Dreamspace or Purgatory?

 Sometimes I wonder if maybe I did something wrong.  Perhaps I made a wrong decision in my life somewhere.  How did I end up in May 2025 living in this nightmare that is this country?  Me and my rhetorical questions never end.  Maybe this is an alternate universe I am living in.  I must have entered another dimension on January 20th inauguration day.  All of America entered some alternate universe and we're stuck in a reality that doesn't belong to us.  

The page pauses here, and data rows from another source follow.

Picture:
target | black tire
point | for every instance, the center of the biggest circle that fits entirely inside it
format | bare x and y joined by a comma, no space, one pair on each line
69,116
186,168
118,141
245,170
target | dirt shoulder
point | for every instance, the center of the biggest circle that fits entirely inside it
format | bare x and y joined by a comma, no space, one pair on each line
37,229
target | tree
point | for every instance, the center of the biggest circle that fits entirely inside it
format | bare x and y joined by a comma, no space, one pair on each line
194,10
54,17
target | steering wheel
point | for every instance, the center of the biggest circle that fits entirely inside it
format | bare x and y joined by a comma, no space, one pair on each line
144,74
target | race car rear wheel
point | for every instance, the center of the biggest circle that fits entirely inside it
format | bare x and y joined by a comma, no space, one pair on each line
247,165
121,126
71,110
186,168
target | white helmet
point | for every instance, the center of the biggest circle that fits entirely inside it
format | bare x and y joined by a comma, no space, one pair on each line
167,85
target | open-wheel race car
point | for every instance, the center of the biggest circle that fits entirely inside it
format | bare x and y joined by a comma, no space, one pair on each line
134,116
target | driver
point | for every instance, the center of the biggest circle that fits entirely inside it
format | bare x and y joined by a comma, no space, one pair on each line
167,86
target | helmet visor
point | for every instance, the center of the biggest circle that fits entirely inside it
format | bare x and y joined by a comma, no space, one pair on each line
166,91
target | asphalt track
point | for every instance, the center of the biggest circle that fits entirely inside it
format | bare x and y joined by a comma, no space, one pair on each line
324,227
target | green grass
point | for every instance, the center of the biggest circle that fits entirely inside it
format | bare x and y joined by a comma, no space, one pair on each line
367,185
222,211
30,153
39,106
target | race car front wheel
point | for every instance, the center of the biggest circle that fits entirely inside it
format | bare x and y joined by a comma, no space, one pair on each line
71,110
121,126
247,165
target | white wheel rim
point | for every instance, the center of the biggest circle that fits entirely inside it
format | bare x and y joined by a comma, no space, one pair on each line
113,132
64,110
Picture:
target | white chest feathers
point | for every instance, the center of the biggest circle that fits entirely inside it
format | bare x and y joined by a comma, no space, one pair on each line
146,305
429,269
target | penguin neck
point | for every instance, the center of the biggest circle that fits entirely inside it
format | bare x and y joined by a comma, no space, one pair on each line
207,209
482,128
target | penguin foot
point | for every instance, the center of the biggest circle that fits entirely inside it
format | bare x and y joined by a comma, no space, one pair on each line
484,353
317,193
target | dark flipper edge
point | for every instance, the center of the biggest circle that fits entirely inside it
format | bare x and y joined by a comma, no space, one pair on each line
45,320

I forewent the private sector, the high-paying salaries, the free lunch and dinner and snacks, the suit and heels, the long hours, and corporate ladder.  Yet only I end up on a Type A team in the federal government.  So much for giving up long hours and being on-call 24-7, ha!  We were truly special.  I was part of a team that worked with purpose, passion, and drive.  We heeded the call the serve and we did it with dedication and sometimes at the expense of our own mental wellness.  Yes, at times, I wanted to leave because of my own ambition but also wanted to stay because I loved the people.  At the end of the day, whatever my problems, I still valued and respected my co-workers and felt like they valued me.  Where else was I going to find that?  

And now, more than a month after receiving notice of my impending layoff, I find myself grieving lost relationships, abrupt endings to unfinished work, and still a desire to serve but no place to do it.